Imagine a circle, with 2 lines coming out from the center, there are 2 angles between those lines, the angle they make on the inside aka the smaller angle, and the angle they make on the outside, aka the bigger angle. Both angles when added up make a full circle. Given that each angle can fit within a certain range, what is the smaller angles value, taking into account the rollover

This gives a signed angle for any angles:

a = targetA - sourceA
a = (a + 180) % 360 - 180

Beware in many languages the modulo operation returns a value with the same sign as the dividend (like C, C++, C#, JavaScript, full list here). This requires a custom mod function like so:

mod = (a, n) -> a - floor(a/n) * n

Or so:

mod = (a, n) -> (a % n + n) % n

If angles are within [-180, 180] this also works:

a = targetA - sourceA
a += (a>180) ? -360 : (a<-180) ? 360 : 0

In a more verbose way:

a = targetA - sourceA
a -= 360 if a > 180
a += 360 if a < -180

x is the target angle. y is the source or starting angle:

atan2(sin(x-y), cos(x-y))

It returns the signed delta angle. Note that depending on your API the order of the parameters for the atan2() function might be different.
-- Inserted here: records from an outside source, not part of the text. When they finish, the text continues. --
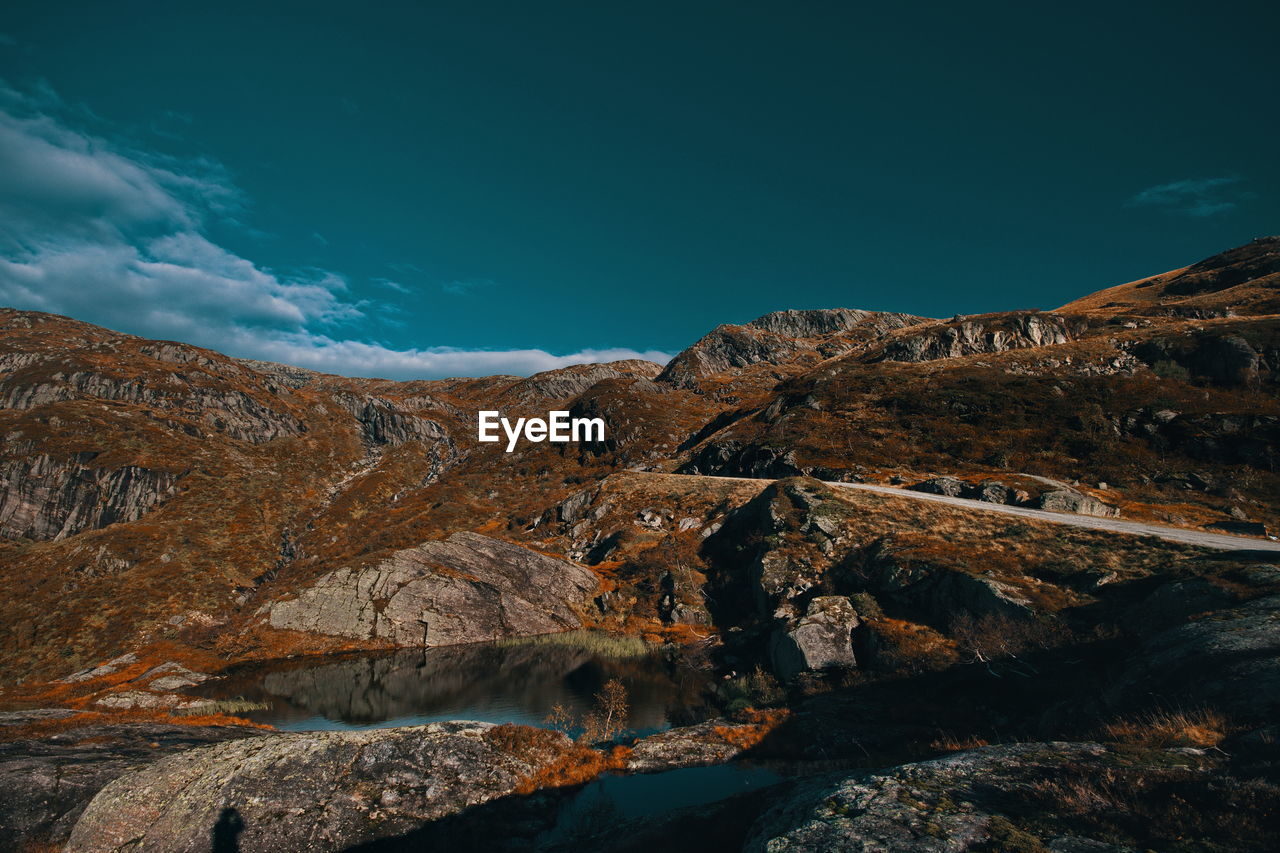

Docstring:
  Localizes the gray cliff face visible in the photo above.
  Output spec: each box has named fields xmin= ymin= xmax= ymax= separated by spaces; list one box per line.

xmin=0 ymin=453 xmax=179 ymax=539
xmin=334 ymin=392 xmax=452 ymax=453
xmin=658 ymin=309 xmax=924 ymax=387
xmin=0 ymin=368 xmax=305 ymax=444
xmin=67 ymin=722 xmax=568 ymax=853
xmin=499 ymin=359 xmax=662 ymax=405
xmin=864 ymin=313 xmax=1087 ymax=362
xmin=266 ymin=533 xmax=598 ymax=646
If your two angles are x and y, then one of the angles between them is abs(x - y). The other angle is (2 * PI) - abs(x - y). So the value of the smallest of the 2 angles is:

min((2 * PI) - abs(x - y), abs(x - y))

This gives you the absolute value of the angle, and it assumes the inputs are normalized (ie: within the range [0, 2π)).

If you want to preserve the sign (ie: direction) of the angle and also accept angles outside the range [0, 2π) you can generalize the above. Here's Python code for the generalized version:

PI = math.pi
TAU = 2*PI
def smallestSignedAngleBetween(x, y):
    a = (x - y) % TAU
    b = (y - x) % TAU
    return -a if a < b else b

Note that the % operator does not behave the same in all languages, particularly when negative values are involved, so if porting some sign adjustments may be necessary.

I rise to the challenge of providing the signed answer:

def f(x,y):
  import math
  return min(y-x, y-x+2*math.pi, y-x-2*math.pi, key=abs)

An efficient code in C++ that works for any angle and in both: radians and degrees is:

inline double getAbsoluteDiff2Angles(const double x, const double y, const double c)
{
    // c can be PI (for radians) or 180.0 (for degrees);
    return c - fabs(fmod(fabs(x - y), 2*c) - c);
}

See it working here: https://www.desmos.com/calculator/sbgxyfchjr

For UnityEngine users, the easy way is just to use Mathf.DeltaAngle.

Arithmetical (as opposed to algorithmic) solution:

angle = Pi - abs(abs(a1 - a2) - Pi);

A simple method, which I use in C++ is:

double deltaOrientation = angle1 - angle2;
double delta =  remainder(deltaOrientation, 2*M_PI);

There is no need to compute trigonometric functions. The simple code in C language is:

#include <math.h>
#define PIV2 M_PI+M_PI
#define C360 360.0000000000000000000
double difangrad(double x, double y)
{
double arg;

arg = fmod(y-x, PIV2);
if (arg < 0 )  arg  = arg + PIV2;
if (arg > M_PI) arg  = arg - PIV2;

return (-arg);
}
double difangdeg(double x, double y)
{
double arg;
arg = fmod(y-x, C360);
if (arg < 0 )  arg  = arg + C360;
if (arg > 180) arg  = arg - C360;
return (-arg);
}

let dif = a - b , in radians

dif = difangrad(a,b);

let dif = a - b , in degrees

dif = difangdeg(a,b);

difangdeg(180.000000 , -180.000000) = 0.000000
difangdeg(-180.000000 , 180.000000) = -0.000000
difangdeg(359.000000 , 1.000000) = -2.000000
difangdeg(1.000000 , 359.000000) = 2.000000

No sin, no cos, no tan,.... only geometry!!!!